Dissent has published a smart primer by Joanne Barkan on “how to effectively criticize big philanthropy.” The piece uses education reform as a way to talk about how unregulated mega-foundations can exert influence on policy outside of the democratic process. Barkan talks us through a few common “challenges” you might hear when, say, you have a little too much wine at a dinner party and decide it’s time to be that guy.
At The Root, Demetria Lucas writes about a phenomenon that is happening among young adults: “fronting,” or running up deep debts to project the professional success they aim to achieve (“fake it till you make it,” “dress for the job you want,” etc. etc.). Lucas tells the story of a friend who wanted to launch himself as a nightlife entrepreneur.
In Boyers, Pa. there are 600 people who work in a limestone mine, but they’re not digging out natural resources or anything like that—they work for the Office of Personnel Management, and their job is to process the retirement paperwork of U.S. government workers. They work in a mine because they need the space, and they need the space because they need room for 28,000 file cabinets. Though it’s 2014, the majority of the paperwork is still processed and filed by hand. David A. Fahrenthold explains how this came to be in his appropriately titled story for The Washington Post, “Sinkhole of Bureaucracy.”
Julie Ann Horvath was the first female developer at GitHub, a hosting service for software development projects, and she recently quit over allegations of being harassed at work. At the Daily Dot, Aja Romano writes about “How to Suppress Women’s Coding“.
As someone who studied the humanities and not a STEM field (to the horror of my tiger parents), but has built a life and a living off of having higher education degrees in the humanities, I am always interested in reading pieces about “the crisis” in this particular field (as an aside, the crisis in STEM has been mostly revolved around how it lacks women).
This piece comes from our neighbors up north at the Association of Canadian College and University Teachers of English (ACCUTE). Stephen Slemon, the president of ACCUTE, recently gave this speech in his opening remarks while on a panel at Ryerson University.
We meet tonight in the darkening shadow of a humanities crisis industry, and here are just a few of the recent headlines. “Humanities Fall From Favour.” “Prestige of Humanities at All-Time Low.” “Oh, the humanities. Big trouble, but there’s still some hope.”
Amtrak’s new residency application, which will grant a lucky 24 writers a free train trip of 2-5 days duration in which to focus on their projects, has caused a stir in the literary world. One source tells me that nearly 7,000 proposals have swamped the train line; even if the number is half that, however, the chances of being given a ticket to ride (.6%) are slimmer than getting into Harvard (6.3%).

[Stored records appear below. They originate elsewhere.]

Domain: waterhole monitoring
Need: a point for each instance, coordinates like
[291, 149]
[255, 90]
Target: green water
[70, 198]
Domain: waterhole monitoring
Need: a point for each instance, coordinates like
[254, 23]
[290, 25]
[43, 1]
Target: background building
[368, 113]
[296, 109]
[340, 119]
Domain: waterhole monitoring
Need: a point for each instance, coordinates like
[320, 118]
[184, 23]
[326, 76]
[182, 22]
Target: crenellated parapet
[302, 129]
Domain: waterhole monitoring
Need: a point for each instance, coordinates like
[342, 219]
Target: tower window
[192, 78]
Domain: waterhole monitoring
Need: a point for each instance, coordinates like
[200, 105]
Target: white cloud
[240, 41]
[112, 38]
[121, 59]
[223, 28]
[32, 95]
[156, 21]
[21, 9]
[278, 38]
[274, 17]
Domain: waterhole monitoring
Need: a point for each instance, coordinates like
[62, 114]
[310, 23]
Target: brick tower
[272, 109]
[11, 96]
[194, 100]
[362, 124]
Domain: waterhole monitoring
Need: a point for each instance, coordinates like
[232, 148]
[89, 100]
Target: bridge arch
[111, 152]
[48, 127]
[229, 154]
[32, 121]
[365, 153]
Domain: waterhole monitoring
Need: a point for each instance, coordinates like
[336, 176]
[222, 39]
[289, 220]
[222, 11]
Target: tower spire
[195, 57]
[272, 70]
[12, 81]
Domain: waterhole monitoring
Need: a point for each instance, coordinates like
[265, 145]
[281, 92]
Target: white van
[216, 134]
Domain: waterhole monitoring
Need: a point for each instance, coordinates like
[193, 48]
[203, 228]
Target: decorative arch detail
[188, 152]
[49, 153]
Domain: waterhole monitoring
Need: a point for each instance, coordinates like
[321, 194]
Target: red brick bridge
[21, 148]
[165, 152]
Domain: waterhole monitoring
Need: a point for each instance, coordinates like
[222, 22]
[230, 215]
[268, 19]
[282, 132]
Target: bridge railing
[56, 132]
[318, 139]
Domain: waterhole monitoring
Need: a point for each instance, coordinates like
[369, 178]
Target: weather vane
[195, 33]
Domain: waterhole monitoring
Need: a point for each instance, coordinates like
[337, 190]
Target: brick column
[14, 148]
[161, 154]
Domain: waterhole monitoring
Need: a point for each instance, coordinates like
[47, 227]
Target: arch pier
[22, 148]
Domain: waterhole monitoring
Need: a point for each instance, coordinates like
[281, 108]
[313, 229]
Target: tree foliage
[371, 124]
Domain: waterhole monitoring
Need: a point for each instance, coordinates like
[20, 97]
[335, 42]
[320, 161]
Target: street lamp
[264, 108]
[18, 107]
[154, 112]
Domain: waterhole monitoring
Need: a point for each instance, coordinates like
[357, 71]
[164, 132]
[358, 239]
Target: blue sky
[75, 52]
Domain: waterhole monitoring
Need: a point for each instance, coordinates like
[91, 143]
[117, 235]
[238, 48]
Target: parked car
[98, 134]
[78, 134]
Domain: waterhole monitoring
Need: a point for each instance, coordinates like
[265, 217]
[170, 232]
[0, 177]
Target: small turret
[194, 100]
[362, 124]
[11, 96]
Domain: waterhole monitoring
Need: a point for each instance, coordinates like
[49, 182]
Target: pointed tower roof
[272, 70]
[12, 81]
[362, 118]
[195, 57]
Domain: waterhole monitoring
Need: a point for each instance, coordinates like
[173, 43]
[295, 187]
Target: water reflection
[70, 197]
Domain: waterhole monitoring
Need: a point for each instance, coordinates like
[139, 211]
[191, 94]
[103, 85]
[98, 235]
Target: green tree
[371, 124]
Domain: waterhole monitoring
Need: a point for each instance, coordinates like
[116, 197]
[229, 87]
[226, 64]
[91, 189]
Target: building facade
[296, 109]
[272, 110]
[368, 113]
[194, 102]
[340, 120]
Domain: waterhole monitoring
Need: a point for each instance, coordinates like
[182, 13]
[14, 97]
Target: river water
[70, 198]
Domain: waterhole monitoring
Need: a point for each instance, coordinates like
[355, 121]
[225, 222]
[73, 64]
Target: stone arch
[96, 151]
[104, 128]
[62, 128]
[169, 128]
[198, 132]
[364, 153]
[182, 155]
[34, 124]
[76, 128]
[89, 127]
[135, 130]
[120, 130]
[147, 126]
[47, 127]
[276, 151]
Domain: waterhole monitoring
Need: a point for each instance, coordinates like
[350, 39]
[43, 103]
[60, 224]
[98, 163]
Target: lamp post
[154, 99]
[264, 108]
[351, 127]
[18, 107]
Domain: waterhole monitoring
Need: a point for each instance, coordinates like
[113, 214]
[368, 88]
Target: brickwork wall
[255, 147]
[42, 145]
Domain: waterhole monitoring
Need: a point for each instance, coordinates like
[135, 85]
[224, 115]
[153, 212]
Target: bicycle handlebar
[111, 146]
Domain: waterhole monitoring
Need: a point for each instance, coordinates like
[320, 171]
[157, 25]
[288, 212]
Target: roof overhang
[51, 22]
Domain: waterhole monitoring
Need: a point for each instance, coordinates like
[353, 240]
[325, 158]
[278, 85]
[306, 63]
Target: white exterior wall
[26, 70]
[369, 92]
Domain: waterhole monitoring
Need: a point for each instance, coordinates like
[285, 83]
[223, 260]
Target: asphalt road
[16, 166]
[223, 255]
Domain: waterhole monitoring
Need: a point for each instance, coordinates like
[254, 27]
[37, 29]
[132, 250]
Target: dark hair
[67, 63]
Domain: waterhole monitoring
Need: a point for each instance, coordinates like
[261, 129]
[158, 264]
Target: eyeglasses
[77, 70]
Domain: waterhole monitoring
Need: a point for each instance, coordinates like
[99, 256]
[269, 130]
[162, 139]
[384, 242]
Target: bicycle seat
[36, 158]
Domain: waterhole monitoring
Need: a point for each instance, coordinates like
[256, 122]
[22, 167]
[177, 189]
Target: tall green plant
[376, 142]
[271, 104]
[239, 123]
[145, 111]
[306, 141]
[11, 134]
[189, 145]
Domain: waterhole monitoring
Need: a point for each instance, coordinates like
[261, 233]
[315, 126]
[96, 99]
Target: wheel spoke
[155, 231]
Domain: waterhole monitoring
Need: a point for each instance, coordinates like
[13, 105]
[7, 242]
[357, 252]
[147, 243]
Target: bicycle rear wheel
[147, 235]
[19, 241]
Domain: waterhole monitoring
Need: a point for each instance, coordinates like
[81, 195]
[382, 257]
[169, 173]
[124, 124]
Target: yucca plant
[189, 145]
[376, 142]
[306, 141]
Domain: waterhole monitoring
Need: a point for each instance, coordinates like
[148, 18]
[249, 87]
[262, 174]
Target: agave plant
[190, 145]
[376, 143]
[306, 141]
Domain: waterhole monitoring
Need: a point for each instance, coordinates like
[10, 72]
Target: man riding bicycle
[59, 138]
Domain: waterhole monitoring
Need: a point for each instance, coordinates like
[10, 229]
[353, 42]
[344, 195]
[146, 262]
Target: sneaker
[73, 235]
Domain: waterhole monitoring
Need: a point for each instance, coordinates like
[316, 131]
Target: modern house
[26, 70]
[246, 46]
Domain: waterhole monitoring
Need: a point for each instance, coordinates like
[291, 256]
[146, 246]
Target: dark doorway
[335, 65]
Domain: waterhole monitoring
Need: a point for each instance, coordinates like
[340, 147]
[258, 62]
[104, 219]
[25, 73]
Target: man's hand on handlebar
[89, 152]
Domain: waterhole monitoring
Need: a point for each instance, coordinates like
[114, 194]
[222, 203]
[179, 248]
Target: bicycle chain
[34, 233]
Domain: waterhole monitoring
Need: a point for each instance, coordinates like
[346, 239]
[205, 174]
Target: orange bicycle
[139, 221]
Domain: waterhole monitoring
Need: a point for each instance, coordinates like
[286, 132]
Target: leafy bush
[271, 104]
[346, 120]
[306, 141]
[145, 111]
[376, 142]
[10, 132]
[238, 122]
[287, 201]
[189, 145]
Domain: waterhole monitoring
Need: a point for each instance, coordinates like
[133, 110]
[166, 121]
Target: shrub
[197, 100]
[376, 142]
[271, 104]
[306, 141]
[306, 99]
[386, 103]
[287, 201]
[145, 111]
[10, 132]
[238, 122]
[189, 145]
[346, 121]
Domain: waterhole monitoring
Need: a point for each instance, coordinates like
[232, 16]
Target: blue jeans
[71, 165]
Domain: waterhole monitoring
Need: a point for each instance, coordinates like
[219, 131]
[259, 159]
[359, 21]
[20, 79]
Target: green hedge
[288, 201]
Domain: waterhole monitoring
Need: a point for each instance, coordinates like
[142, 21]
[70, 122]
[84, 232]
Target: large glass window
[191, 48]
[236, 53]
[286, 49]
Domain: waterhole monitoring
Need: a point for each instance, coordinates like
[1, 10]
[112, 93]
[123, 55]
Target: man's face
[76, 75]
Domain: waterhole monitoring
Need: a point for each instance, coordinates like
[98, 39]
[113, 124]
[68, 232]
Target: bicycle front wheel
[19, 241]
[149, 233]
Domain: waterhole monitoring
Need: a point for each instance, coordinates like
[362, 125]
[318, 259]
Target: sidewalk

To laypeople, this perhaps sounds crazy. Who competes for the opportunity to take a long-distance train trip, without even a city like Rome or Prague to greet you on the other side? Remember that episode of “Sex and the City“? (Sidenote: God, Carrie is insufferable.) But writers, especially fledglings — and in this economy, we are almost all fledglings — have so little. No funds, no structure, no support. Everyone is always telling us to get a real job. Writers’ residencies, which offer crucial time, space, and community, can be a boon, but most of them have associated costs, making them prohibitive for someone just scraping by. Amtrak is filling a need by offering writers a temporary, mobile Cabin of One’s Own. So why are people so angry?
The 2013 VIDA: Women in Literary Arts count is out! For years, VIDA (which is not an acronym and does not stand for anything, except justice) has created brightly colored provocative pie charts to illustrate the gender disparity in publishing. Maybe you’ve noticed that the New Yorker‘s table of contents is dominated by dude-writers? In 2013, the disparity was pronounced: a whopping 75% of contributors to that august publication, and several others of its ilk, were male:
Drumroll for the 75%ers: The Atlantic, London Review of Books, New Republic, The Nation, New York Review of Books (actually holding steady at 80% men for four years) and New Yorker. We get it: you’re mighty, unmovable giants.
Some titans have made progress, such as the New York Times Book Review and The Paris Review, so forward-movement is possible! And to speed such movement along, VIDA encourages those of us who care about keeping America’s intellectual life diverse to vote with our pocketbooks:
Support presses that support women writers. Cancel subscriptions to publications that have no real interest in women’s voices.
Which is where I pause. I mean, yes, totally, of course! Except …
Last month, President Obama talked about how he hoped more young people would consider trades and skilled manufacturing as viable careers—that they could make more money in those jobs than they could with an art history degree. “Now, nothing wrong with an art history degree — I love art history,” he said. “So I don’t want to get a bunch of emails from everybody.”
In Forbes, Michael Gibson writes about “the path” a majority of Ivy League graduates take into the industries of finance and consulting, and why it might be problematic: Too many smart, talented people heading to places like Goldman Sachs after college and not to, well, the rest of the labor market looking for smart, talented individuals not heading into the financial services industry. Well, it’s a good thing smart individuals also exist at non-Ivy League Schools who have decided not to take this path!